さっきの言葉は本音だが、心のすべては曝け出せない。この感情は足立さんには内緒なんだ。
「あれ、雨止んだんじゃない? 天気雨だったのかもねぇ」
顔を上げると日差しが眩しくこちらを照らす。片手で光を遮り、空いた手で雨の様子を探る。やはり雨は止んだみたいだ。
「あはは、一番雨が強い時に帰ってきちゃったって感じ? ツイてないねぇ、悠くん」
……さっきよりも足立さん楽しそうに笑ってるな。彼がどこか人を信用しようとしないのは、左遷されたことが人間関係の拗れによるものだったかもしれない。俺だって前の学校ではお世辞にも人間関係が上手くいっていたとは言えないし。
でも人を信じることは決して悪いことじゃないって稲羽に来てからは思うようになった。……足立さんがいたことも大きな要因、なんて言えはしないが。
「くしゅん!」
……と、雨に濡れたままだった。夏が近づいているとはいえ、びしょ濡れでい続ける訳にもいかない。
「大丈夫? こんな格好じゃ風邪引くよ。おにーさんが送ってあげよっか?」
「……は、はい、お願いします」
俺の顔を覗き込む足立さんにどうにかそう返事をする。
足立さんって思ったより距離を近く取ってくるような気がする。俺が意識しすぎなのかな?
「んじゃ、行こうか。堂島さんの大切な甥っ子くんが風邪引いたなんて言ったら大変だからね〜。僕が送ってあげないとな〜」
サボる気満々だな、足立さん。

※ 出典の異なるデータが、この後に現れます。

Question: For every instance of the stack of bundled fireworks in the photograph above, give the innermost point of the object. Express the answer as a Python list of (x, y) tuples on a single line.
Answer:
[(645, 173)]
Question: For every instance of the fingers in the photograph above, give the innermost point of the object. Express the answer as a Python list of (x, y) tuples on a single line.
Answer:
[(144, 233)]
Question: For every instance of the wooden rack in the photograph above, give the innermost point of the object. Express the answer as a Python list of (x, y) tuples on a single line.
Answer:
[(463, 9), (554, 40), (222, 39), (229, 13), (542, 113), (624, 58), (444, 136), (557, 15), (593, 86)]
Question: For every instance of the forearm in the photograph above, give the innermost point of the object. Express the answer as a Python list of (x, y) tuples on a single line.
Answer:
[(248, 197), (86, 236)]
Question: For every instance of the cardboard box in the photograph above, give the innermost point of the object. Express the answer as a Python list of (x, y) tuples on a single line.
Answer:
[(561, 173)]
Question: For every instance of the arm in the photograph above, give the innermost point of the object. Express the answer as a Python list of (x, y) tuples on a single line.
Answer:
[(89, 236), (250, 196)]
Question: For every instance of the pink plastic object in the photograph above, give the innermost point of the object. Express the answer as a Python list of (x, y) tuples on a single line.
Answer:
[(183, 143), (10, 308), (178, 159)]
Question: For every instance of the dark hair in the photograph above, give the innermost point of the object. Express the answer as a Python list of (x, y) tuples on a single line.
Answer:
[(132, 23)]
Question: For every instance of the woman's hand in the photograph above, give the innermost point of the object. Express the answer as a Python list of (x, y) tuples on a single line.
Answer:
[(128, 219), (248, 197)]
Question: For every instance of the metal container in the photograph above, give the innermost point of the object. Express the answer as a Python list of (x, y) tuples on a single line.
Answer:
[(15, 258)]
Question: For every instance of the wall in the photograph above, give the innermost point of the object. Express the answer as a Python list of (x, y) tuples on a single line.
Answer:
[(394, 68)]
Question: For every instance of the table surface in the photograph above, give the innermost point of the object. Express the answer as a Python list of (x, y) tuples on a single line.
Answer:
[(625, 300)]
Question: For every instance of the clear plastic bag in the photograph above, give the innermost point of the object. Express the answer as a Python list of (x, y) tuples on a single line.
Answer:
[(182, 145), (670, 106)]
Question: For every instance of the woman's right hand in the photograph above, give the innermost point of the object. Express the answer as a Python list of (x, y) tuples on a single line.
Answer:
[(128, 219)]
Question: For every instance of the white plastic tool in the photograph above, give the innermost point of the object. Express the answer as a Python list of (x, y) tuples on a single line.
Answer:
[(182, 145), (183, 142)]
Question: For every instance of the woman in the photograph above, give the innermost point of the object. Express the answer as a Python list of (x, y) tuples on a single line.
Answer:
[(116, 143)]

でも俺も一緒に居たい。
「叔父さんに今日のことがバレそうになったら足立さんに助けてもらってたって言いますね」
「へぇ~、気が利くじゃない。これでサボりやすく……っとと、今のも堂島さんには内緒だからね?」
「はい、分かってます」
ほっとした様子の足立さんに俺も安堵していた。足立さんのそばに居られるのは、俺の隠している気持ちがバレていない証拠だと思うから。
内緒が増えていく。ふたりだけの秘密がもっと増えたなら、俺の内緒の気持ちもそこに織り交ぜてもいいだろうか。
あなたの言葉を否定なんてしない。だから俺の想いも否定しないでほしいなんて、わがままだろうか?
答えを出すにはまだ内緒が足らない。もっともっと足立さんとの時間を積み重ねなきゃ。
彼の隣を歩けることが嬉しい。いつかこれが当たり前になったらいいのに。
雨には濡れたけれど人を信じてよかった。やっぱり今日はいい日みたいだ。